L'essai clinique s'est déroulé de juillet 2021 à décembre 2023. Au total, 114 participants en bonne santé ont été recrutés.
Sécurité
- Aucun événement indésirable (EI) grave lié au vaccin n'a été signalé. Le vaccin a provoqué des réactions locales minimes et des réactions systémiques d'apparition précoce, d'intensité légère à sévère et transitoires, dépendantes de la dose.
- Au moins un EI de réactogénicité locale, a été signalé par 67 % des personnes vaccinées aux États-Unis, 31 % des personnes vaccinées au Libéria, 40 % des personnes ayant reçu un placebo aux États-Unis et aucune personne ayant reçu un placebo au Liberia. Les évènements les plus fréquents étaient la sensibilité au point d'injection et la douleur.
- Au moins un EI de réactogénicité systémique a été signalé par 88 % des personnes vaccinées aux États-Unis, 52 % des personnes vaccinées au Liberia, 80 % des personnes ayant reçu un placebo aux États-Unis et 42 % des personnes ayant reçu un placebo au Liberia. Les événements les plus fréquents étaient le malaise, les maux de tête, les myalgies et les frissons.
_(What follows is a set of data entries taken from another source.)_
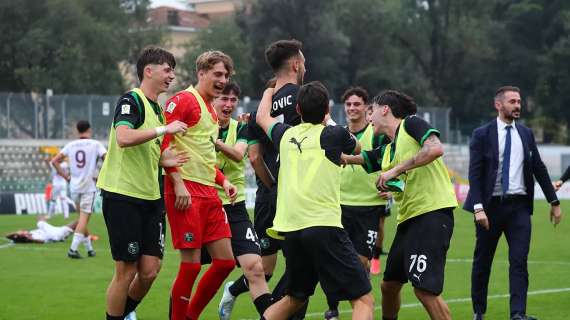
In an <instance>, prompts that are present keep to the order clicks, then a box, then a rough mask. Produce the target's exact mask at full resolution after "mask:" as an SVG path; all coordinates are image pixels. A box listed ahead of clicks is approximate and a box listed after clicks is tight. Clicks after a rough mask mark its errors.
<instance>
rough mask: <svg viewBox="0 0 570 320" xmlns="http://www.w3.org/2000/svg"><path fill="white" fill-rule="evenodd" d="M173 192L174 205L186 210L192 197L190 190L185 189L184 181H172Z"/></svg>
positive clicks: (181, 208)
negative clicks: (173, 189) (176, 181)
mask: <svg viewBox="0 0 570 320" xmlns="http://www.w3.org/2000/svg"><path fill="white" fill-rule="evenodd" d="M174 193H175V194H176V200H175V201H174V207H175V208H176V209H178V210H186V209H188V208H190V206H191V205H192V197H191V196H190V192H188V190H187V189H186V186H185V185H184V182H180V183H174Z"/></svg>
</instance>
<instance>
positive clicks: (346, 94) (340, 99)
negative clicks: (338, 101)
mask: <svg viewBox="0 0 570 320" xmlns="http://www.w3.org/2000/svg"><path fill="white" fill-rule="evenodd" d="M352 96H357V97H359V98H361V99H362V101H364V104H368V91H366V89H364V88H362V87H350V88H348V89H346V91H345V92H344V93H343V94H342V97H340V100H341V101H342V102H345V101H346V100H347V99H348V98H350V97H352Z"/></svg>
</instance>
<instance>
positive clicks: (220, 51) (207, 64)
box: [196, 50, 234, 75]
mask: <svg viewBox="0 0 570 320" xmlns="http://www.w3.org/2000/svg"><path fill="white" fill-rule="evenodd" d="M220 62H223V63H224V67H226V70H228V73H229V74H230V75H232V74H234V61H233V60H232V58H231V57H230V56H228V55H227V54H225V53H223V52H221V51H217V50H211V51H206V52H204V53H202V54H201V55H199V56H198V58H197V59H196V73H198V72H200V71H208V70H210V69H212V68H213V67H214V65H216V64H218V63H220Z"/></svg>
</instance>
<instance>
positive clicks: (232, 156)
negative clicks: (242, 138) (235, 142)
mask: <svg viewBox="0 0 570 320" xmlns="http://www.w3.org/2000/svg"><path fill="white" fill-rule="evenodd" d="M215 146H216V150H217V151H220V152H222V153H223V154H225V155H226V156H227V157H228V158H230V159H232V160H233V161H235V162H240V161H241V160H243V157H245V153H246V152H247V143H246V142H243V141H238V142H237V143H236V144H235V145H234V146H229V145H227V144H225V143H224V142H223V141H222V140H221V139H217V140H216V143H215Z"/></svg>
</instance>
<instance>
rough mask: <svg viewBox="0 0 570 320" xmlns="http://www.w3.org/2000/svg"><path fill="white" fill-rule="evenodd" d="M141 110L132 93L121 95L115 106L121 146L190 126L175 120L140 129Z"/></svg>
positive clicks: (178, 129) (119, 145) (152, 138)
mask: <svg viewBox="0 0 570 320" xmlns="http://www.w3.org/2000/svg"><path fill="white" fill-rule="evenodd" d="M141 110H144V109H142V108H139V106H138V105H137V102H136V101H135V100H134V98H133V97H132V96H130V95H128V94H127V95H124V96H123V97H121V99H120V100H119V102H118V103H117V106H116V107H115V117H114V123H113V125H114V126H115V133H116V139H117V144H118V145H119V147H121V148H127V147H132V146H136V145H139V144H142V143H145V142H147V141H150V140H152V139H155V138H157V137H160V136H162V135H164V134H165V133H170V134H173V133H177V132H185V131H186V129H187V128H188V126H187V125H186V124H185V123H182V122H180V121H174V122H172V123H169V124H168V125H166V126H158V127H156V128H148V129H138V128H139V127H140V125H142V115H141Z"/></svg>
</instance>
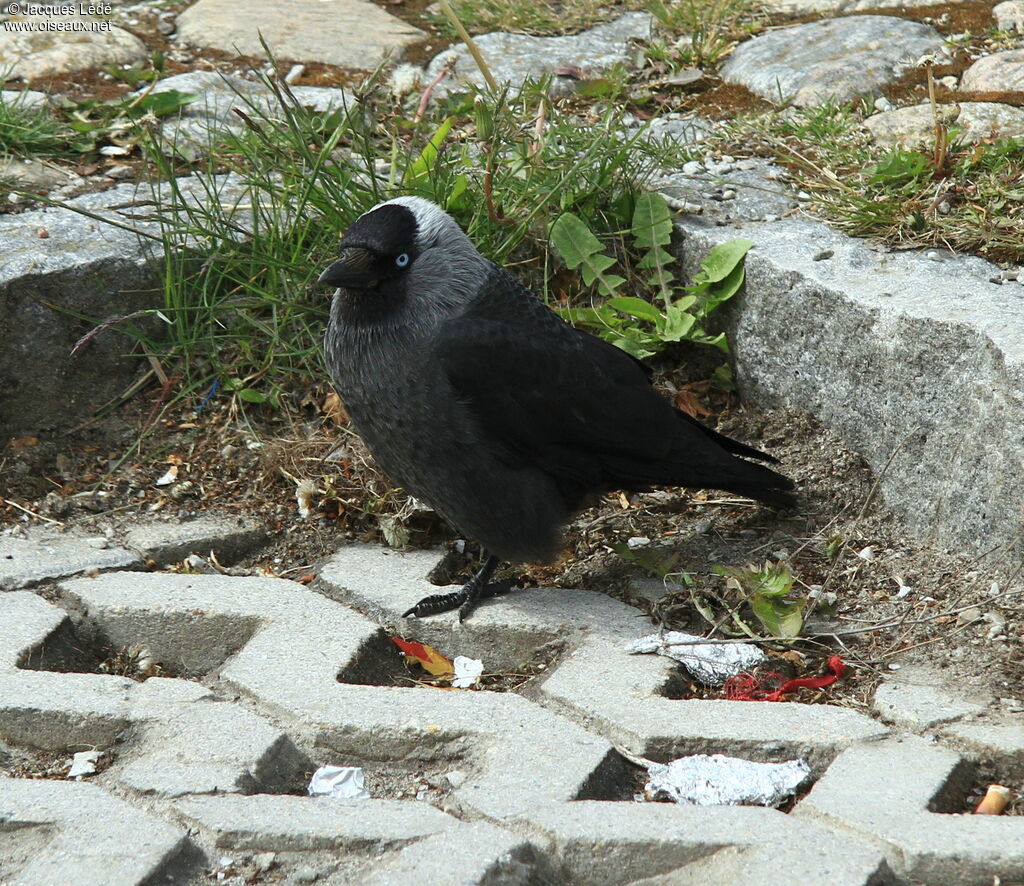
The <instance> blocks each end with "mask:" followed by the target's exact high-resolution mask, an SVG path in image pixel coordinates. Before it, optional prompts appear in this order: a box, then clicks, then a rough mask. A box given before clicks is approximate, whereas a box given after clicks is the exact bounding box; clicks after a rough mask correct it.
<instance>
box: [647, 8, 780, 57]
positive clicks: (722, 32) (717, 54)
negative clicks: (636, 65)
mask: <svg viewBox="0 0 1024 886" xmlns="http://www.w3.org/2000/svg"><path fill="white" fill-rule="evenodd" d="M644 8H646V9H647V10H648V11H649V12H650V13H651V14H652V15H653V16H654V20H655V23H656V25H657V35H656V36H655V38H654V39H653V40H651V41H650V43H649V45H648V47H647V54H648V57H649V58H650V59H651V61H653V62H654V64H660V65H663V66H666V67H668V68H669V69H670V70H672V71H676V70H679V69H681V68H711V67H714V66H716V65H718V64H719V62H720V61H722V60H723V59H724V58H725V56H726V55H727V54H728V53H729V52H730V51H731V50H732V48H733V46H735V45H736V43H737V42H738V41H739V40H740V39H743V38H745V37H749V36H750V35H751V33H753V31H754V30H755V28H756V26H757V24H758V23H759V22H760V20H761V19H762V18H763V15H761V14H760V6H759V4H757V3H756V2H755V0H648V2H647V3H646V5H645V7H644Z"/></svg>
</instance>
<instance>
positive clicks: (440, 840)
mask: <svg viewBox="0 0 1024 886" xmlns="http://www.w3.org/2000/svg"><path fill="white" fill-rule="evenodd" d="M554 875H555V872H553V871H552V869H551V867H550V864H549V862H548V860H547V859H546V858H545V857H544V856H543V855H542V854H540V853H538V851H537V850H536V848H535V847H534V846H532V845H531V844H530V843H529V842H528V841H527V840H525V839H523V838H522V837H519V836H517V835H515V834H512V833H510V832H508V831H504V830H502V829H500V828H495V827H494V826H492V825H488V824H486V822H484V821H476V822H474V824H471V825H463V826H462V827H460V828H459V829H458V830H449V831H445V832H444V833H442V834H438V835H436V836H434V837H429V838H427V839H426V840H422V841H420V842H417V843H414V844H413V845H411V846H408V847H406V848H404V849H402V850H401V851H400V852H398V854H397V855H395V856H394V857H392V858H390V859H387V860H385V861H384V862H383V863H382V864H380V866H379V867H378V869H377V870H375V871H374V872H373V874H372V875H370V876H369V877H368V878H367V879H366V880H365V881H364V883H365V884H366V886H393V884H395V883H414V882H415V883H443V884H445V886H548V884H551V886H554V884H557V883H560V882H563V881H561V880H559V879H555V876H554Z"/></svg>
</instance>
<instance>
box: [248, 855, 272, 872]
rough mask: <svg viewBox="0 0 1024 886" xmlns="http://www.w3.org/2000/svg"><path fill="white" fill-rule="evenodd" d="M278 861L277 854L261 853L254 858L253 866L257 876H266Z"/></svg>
mask: <svg viewBox="0 0 1024 886" xmlns="http://www.w3.org/2000/svg"><path fill="white" fill-rule="evenodd" d="M276 861H278V853H276V852H260V853H259V854H258V855H257V856H256V857H255V858H253V866H254V867H255V868H256V873H257V874H266V873H267V871H269V870H270V869H271V868H273V866H274V864H275V863H276Z"/></svg>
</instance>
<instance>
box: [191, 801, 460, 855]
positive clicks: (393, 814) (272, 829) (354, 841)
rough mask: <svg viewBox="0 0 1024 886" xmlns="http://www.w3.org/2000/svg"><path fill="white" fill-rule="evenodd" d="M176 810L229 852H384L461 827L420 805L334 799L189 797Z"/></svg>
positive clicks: (414, 803) (397, 802)
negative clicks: (200, 828) (199, 828)
mask: <svg viewBox="0 0 1024 886" xmlns="http://www.w3.org/2000/svg"><path fill="white" fill-rule="evenodd" d="M174 805H175V808H176V809H177V810H178V811H180V812H181V813H182V814H183V815H184V816H185V817H186V818H187V819H188V820H189V821H191V822H194V824H195V825H198V826H199V827H201V828H203V829H205V830H206V831H208V832H209V833H210V834H211V835H212V836H213V838H214V841H215V843H216V845H217V846H219V847H221V848H224V849H246V850H259V851H266V850H272V851H278V852H280V851H310V850H318V849H338V850H345V851H355V852H366V853H370V852H380V851H383V850H385V849H393V848H396V847H401V846H404V845H407V844H409V843H412V842H414V841H416V840H422V839H423V838H424V837H430V836H432V835H434V834H440V833H442V832H443V831H445V830H450V829H453V828H458V827H459V821H458V819H456V818H453V817H452V816H451V815H446V814H444V813H443V812H441V811H440V810H438V809H435V808H433V807H432V806H429V805H427V804H426V803H420V802H417V801H414V800H410V801H400V800H375V799H371V800H335V799H333V798H331V797H288V796H284V795H278V796H266V795H262V796H257V797H243V796H238V795H236V796H231V797H187V798H183V799H181V800H178V801H176V802H175V804H174Z"/></svg>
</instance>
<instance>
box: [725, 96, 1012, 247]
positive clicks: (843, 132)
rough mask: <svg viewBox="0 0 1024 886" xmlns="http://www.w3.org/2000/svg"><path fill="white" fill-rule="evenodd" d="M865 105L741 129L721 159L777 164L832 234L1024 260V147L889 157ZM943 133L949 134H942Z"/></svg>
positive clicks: (945, 150)
mask: <svg viewBox="0 0 1024 886" xmlns="http://www.w3.org/2000/svg"><path fill="white" fill-rule="evenodd" d="M865 107H869V104H867V103H866V102H862V101H853V102H848V103H845V104H833V103H830V104H824V106H822V107H820V108H815V109H787V110H784V111H780V112H776V113H771V114H767V115H762V116H760V117H756V118H746V119H743V120H740V121H737V122H736V123H735V124H733V125H732V126H731V127H730V128H729V130H728V131H727V132H726V133H725V134H724V135H723V136H722V141H721V144H722V146H723V149H724V150H729V151H730V152H732V153H740V154H755V155H760V156H770V157H774V158H775V159H776V160H777V161H778V162H779V163H781V164H783V165H785V166H787V167H788V168H790V169H791V170H792V172H793V174H794V178H795V183H796V184H797V185H798V186H799V187H800V188H802V189H804V191H805V192H807V193H808V194H809V195H810V197H811V201H810V203H811V205H812V206H813V207H814V208H815V209H816V210H817V211H818V212H819V213H820V214H821V215H823V216H824V217H825V218H827V219H828V221H829V222H830V223H833V224H834V225H835V226H837V227H839V228H841V229H843V230H845V231H847V233H848V234H852V235H855V236H858V237H867V238H872V239H876V240H882V241H885V242H886V243H889V244H891V245H893V246H897V247H901V248H909V247H944V248H949V249H951V250H953V251H955V252H966V253H975V254H978V255H981V256H984V257H986V258H989V259H992V260H994V261H1012V262H1019V261H1021V260H1022V259H1024V139H1020V138H1017V139H1013V138H1008V139H999V140H996V141H994V142H993V143H990V144H987V143H986V144H963V145H959V144H957V143H956V129H955V124H953V125H952V126H950V127H949V128H948V141H949V143H950V145H951V146H948V147H947V146H945V144H944V142H945V140H946V139H945V137H943V139H941V141H940V143H938V144H933V145H930V146H929V147H927V149H923V150H918V151H905V150H894V149H887V147H883V146H880V145H878V144H874V143H872V142H871V141H870V139H869V137H868V134H867V131H866V130H865V129H863V127H862V126H861V121H862V120H863V117H864V115H865ZM943 128H944V127H943Z"/></svg>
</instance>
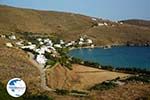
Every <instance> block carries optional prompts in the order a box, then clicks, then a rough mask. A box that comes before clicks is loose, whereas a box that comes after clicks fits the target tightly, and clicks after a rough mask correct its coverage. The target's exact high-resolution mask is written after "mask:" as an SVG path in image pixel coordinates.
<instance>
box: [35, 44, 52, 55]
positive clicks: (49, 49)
mask: <svg viewBox="0 0 150 100" xmlns="http://www.w3.org/2000/svg"><path fill="white" fill-rule="evenodd" d="M35 52H37V53H39V54H45V52H49V53H51V50H50V49H48V47H46V46H42V47H41V48H39V49H35Z"/></svg>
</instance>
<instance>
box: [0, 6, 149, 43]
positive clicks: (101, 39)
mask: <svg viewBox="0 0 150 100" xmlns="http://www.w3.org/2000/svg"><path fill="white" fill-rule="evenodd" d="M102 23H105V24H107V25H101V24H102ZM98 24H100V25H98ZM140 25H141V24H139V25H138V26H137V25H132V24H128V23H126V22H124V24H120V23H119V22H112V21H109V20H103V19H99V18H94V19H93V17H89V16H85V15H80V14H74V13H65V12H54V11H39V10H32V9H22V8H15V7H9V6H3V5H0V34H4V33H10V32H33V33H34V34H36V35H39V33H40V34H41V35H43V34H44V35H45V34H48V35H49V34H51V33H56V36H58V37H59V38H62V39H65V40H68V41H69V40H75V39H77V38H78V37H79V36H82V35H87V36H88V37H90V38H91V39H93V40H94V42H95V43H96V44H97V45H106V44H112V43H116V44H120V43H126V42H128V41H130V42H140V43H141V42H143V43H144V42H147V41H149V40H150V28H149V27H139V26H140ZM142 26H143V25H142ZM20 35H22V34H20ZM25 35H27V34H25ZM28 35H29V34H28Z"/></svg>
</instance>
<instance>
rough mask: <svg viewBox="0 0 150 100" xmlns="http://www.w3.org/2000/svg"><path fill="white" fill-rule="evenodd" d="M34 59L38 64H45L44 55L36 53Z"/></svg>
mask: <svg viewBox="0 0 150 100" xmlns="http://www.w3.org/2000/svg"><path fill="white" fill-rule="evenodd" d="M36 61H37V62H38V63H39V64H46V62H47V59H46V57H45V56H44V55H41V54H40V55H37V57H36Z"/></svg>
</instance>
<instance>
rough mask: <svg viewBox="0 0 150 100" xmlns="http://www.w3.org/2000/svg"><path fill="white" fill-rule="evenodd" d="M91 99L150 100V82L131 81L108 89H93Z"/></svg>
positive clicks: (98, 99)
mask: <svg viewBox="0 0 150 100" xmlns="http://www.w3.org/2000/svg"><path fill="white" fill-rule="evenodd" d="M140 98H145V99H140ZM90 100H150V84H140V83H129V84H127V85H124V86H120V87H117V88H114V89H110V90H106V91H93V92H92V93H91V95H90Z"/></svg>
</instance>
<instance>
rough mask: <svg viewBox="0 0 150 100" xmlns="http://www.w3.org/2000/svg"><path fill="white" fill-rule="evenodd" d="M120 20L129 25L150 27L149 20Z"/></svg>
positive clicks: (149, 22) (149, 23) (144, 26)
mask: <svg viewBox="0 0 150 100" xmlns="http://www.w3.org/2000/svg"><path fill="white" fill-rule="evenodd" d="M121 22H124V23H127V24H131V25H137V26H144V27H150V20H139V19H130V20H123V21H121Z"/></svg>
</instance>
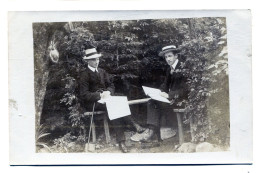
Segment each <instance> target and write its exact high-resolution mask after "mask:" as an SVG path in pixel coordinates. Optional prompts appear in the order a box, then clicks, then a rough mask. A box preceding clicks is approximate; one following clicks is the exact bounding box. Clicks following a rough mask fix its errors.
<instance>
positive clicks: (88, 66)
mask: <svg viewBox="0 0 260 173" xmlns="http://www.w3.org/2000/svg"><path fill="white" fill-rule="evenodd" d="M88 68H89V69H90V70H91V71H93V72H95V71H97V72H98V70H97V68H94V67H91V66H90V65H88Z"/></svg>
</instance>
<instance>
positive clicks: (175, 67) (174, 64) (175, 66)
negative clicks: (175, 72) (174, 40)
mask: <svg viewBox="0 0 260 173" xmlns="http://www.w3.org/2000/svg"><path fill="white" fill-rule="evenodd" d="M178 62H179V60H178V59H176V61H175V62H174V64H172V66H171V69H174V70H175V68H176V66H177V64H178Z"/></svg>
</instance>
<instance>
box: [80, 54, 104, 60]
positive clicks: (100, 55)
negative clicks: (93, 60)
mask: <svg viewBox="0 0 260 173" xmlns="http://www.w3.org/2000/svg"><path fill="white" fill-rule="evenodd" d="M100 57H102V54H101V53H100V54H95V55H91V56H88V57H86V56H84V57H83V59H85V60H89V59H95V58H100Z"/></svg>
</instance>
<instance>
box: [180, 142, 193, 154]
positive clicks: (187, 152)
mask: <svg viewBox="0 0 260 173" xmlns="http://www.w3.org/2000/svg"><path fill="white" fill-rule="evenodd" d="M195 151H196V144H193V143H191V142H188V143H183V144H182V145H181V146H180V147H179V148H178V152H180V153H192V152H195Z"/></svg>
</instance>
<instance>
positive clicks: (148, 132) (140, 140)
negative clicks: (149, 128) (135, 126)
mask: <svg viewBox="0 0 260 173" xmlns="http://www.w3.org/2000/svg"><path fill="white" fill-rule="evenodd" d="M153 135H154V130H152V129H149V128H148V129H146V130H145V131H144V132H143V133H141V134H139V133H136V134H134V135H133V136H132V137H131V138H130V139H131V140H132V141H135V142H139V141H148V140H150V139H151V138H152V136H153Z"/></svg>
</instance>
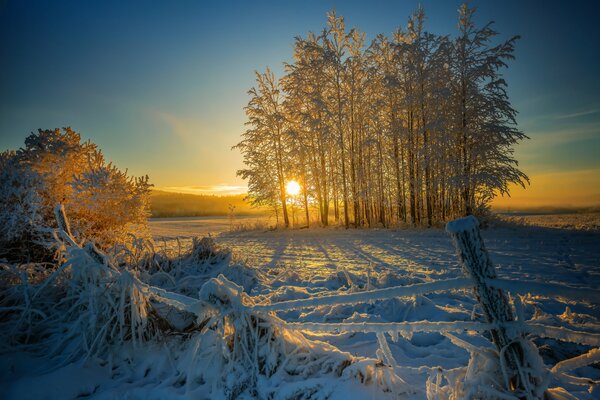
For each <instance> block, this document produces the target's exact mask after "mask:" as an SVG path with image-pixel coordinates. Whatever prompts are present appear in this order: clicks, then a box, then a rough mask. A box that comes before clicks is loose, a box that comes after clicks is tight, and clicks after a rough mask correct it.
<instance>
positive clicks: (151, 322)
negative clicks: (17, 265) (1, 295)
mask: <svg viewBox="0 0 600 400" xmlns="http://www.w3.org/2000/svg"><path fill="white" fill-rule="evenodd" d="M66 251H67V253H66V254H65V260H66V261H65V263H64V264H62V265H61V266H60V267H57V266H56V265H54V268H48V267H49V266H50V265H47V266H46V268H42V267H41V266H40V265H39V264H38V265H29V266H28V265H23V266H21V267H18V268H17V267H13V268H9V267H6V266H5V268H3V270H2V271H1V274H0V282H2V283H3V284H5V285H6V287H5V288H3V296H2V298H0V307H2V310H3V317H2V319H1V322H0V326H1V327H2V329H1V331H2V336H4V337H3V338H2V342H3V343H5V344H6V346H7V347H8V348H10V349H12V350H13V351H14V350H16V349H21V350H30V351H33V352H34V353H38V354H39V355H43V356H45V357H50V358H56V359H57V362H56V366H57V367H58V366H60V365H64V364H65V363H68V362H72V361H76V360H78V359H81V358H82V357H90V356H96V355H98V356H103V355H106V354H107V352H108V351H109V348H110V346H112V345H117V344H121V343H124V342H125V341H132V342H133V343H134V344H135V343H139V342H141V341H144V340H146V339H149V338H151V337H153V335H154V334H155V332H156V328H155V325H156V324H155V323H154V322H156V321H154V322H152V319H151V318H150V315H149V313H150V309H149V299H148V296H147V294H146V293H145V292H144V290H143V287H142V285H141V284H140V282H139V281H138V280H137V279H135V277H134V276H133V275H132V274H131V273H130V272H128V271H125V270H123V271H119V270H117V269H116V268H115V267H114V266H112V265H111V264H110V262H109V261H108V258H107V257H106V256H105V255H104V254H103V253H102V252H100V251H99V250H98V249H97V248H95V246H94V245H93V244H91V243H89V244H88V245H86V246H85V247H83V248H82V247H78V246H68V247H67V250H66ZM44 269H45V271H46V273H40V272H41V271H43V270H44ZM29 276H32V277H36V279H35V280H33V281H31V280H30V278H29Z"/></svg>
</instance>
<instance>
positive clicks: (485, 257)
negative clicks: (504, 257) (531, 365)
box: [446, 215, 540, 398]
mask: <svg viewBox="0 0 600 400" xmlns="http://www.w3.org/2000/svg"><path fill="white" fill-rule="evenodd" d="M446 231H447V232H448V233H449V234H450V236H451V237H452V240H453V242H454V246H455V247H456V251H457V253H458V256H459V258H460V261H461V264H462V267H463V270H464V272H465V274H466V275H467V276H469V277H470V278H471V279H473V283H474V285H475V286H474V290H475V296H476V297H477V300H478V301H479V303H480V304H481V307H482V308H483V313H484V314H485V317H486V319H487V321H488V322H489V323H491V324H497V325H498V327H497V328H495V329H493V330H491V332H490V333H491V335H492V341H493V342H494V344H495V345H496V348H497V349H498V352H499V353H500V357H504V361H505V362H506V365H507V367H508V369H509V371H507V372H509V374H510V376H509V377H508V378H509V388H508V389H510V390H512V391H514V392H520V394H522V395H524V396H525V397H526V398H540V397H539V396H538V395H536V392H537V391H536V390H535V389H536V388H535V387H531V386H532V384H533V385H535V378H533V377H531V376H530V374H529V373H528V372H527V368H525V365H524V364H525V362H524V359H523V358H524V349H523V347H522V346H521V343H520V342H519V341H515V340H514V339H516V338H510V337H509V336H508V335H507V332H506V330H505V329H504V327H503V326H502V325H503V323H505V322H510V321H513V320H514V316H513V312H512V309H511V307H510V303H509V302H508V298H507V297H506V294H505V293H504V292H503V291H502V290H501V289H497V288H493V287H490V286H489V285H487V283H486V280H487V279H494V278H496V269H495V267H494V264H493V263H492V261H491V259H490V256H489V254H488V252H487V250H486V248H485V245H484V243H483V239H482V237H481V232H480V231H479V221H477V219H476V218H475V217H473V216H472V215H470V216H468V217H465V218H460V219H456V220H454V221H450V222H448V224H447V225H446ZM503 355H504V356H503Z"/></svg>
- Des EI non sollicités ont été signalés jusqu'au 28e jour par 51 % des personnes vaccinées aux États-Unis, 27 % des personnes vaccinées au Liberia, 20 % des personnes ayant reçu le placebo aux États-Unis et 25 % des personnes ayant reçu le placebo au Liberia. Parmi ces EI, trois ont été considérés comme probablement lié au vaccin : une élévation du taux d’ASAT survenue 14 jours après la vaccination et ayant évolué sur 5 jours, une lymphadénopathie de grade 1 et une tachycardie sinusale de grade 1.
- Aucune perte auditive n'a été détectée.
Immunogénicité
- Une réponse IgG spécifiques du LASV GPC était mise en évidence chez 98% des vaccinés aux Etat-Unis et 92% des vaccinés au Liberia, avec une réponse persistante au 12ème mois pour respectivement 86% et 62% des vaccinés. Des réponses en anticorps neutralisants sériques ont été observées 98 % des vaccinés aux États-Unis et 75% des vaccinés au Liberia, avec une réponse persistant au 12ème mois chez 94% des personnes vaccinées aux Etats-Unis.
- Une deuxième immunisation n’a pas eu d’effet stimulant sur les deux types de réponses anticorps.
- Les deux types d’anticorps entrainaient une réactivité croisée contre les lignées courantes du virus LASV.
- Les 31 personnes vaccinées aux États-Unis chez qui des échantillons de cellules mononucléées du sang périphérique ont été prélevés ont toutes présenté des réponses des lymphocytes T spécifiques au vaccin lors du test ELISpot à l'interféron-γ au 29e jour.
- Aucune particule virale vaccinale infectieuse n'a été détectée dans le plasma, l'urine ou la salive.
Les auteurs concluent que le vaccin rVSVΔG-LASV-GPC a entraîné des réactions locales et systémiques transitoires, mais aucune perte auditive ni aucun événement indésirable grave, et que le vaccin a démontré son immunogénicité sur une large gamme de doses chez des adultes en bonne santé aux États-Unis et au Libéria.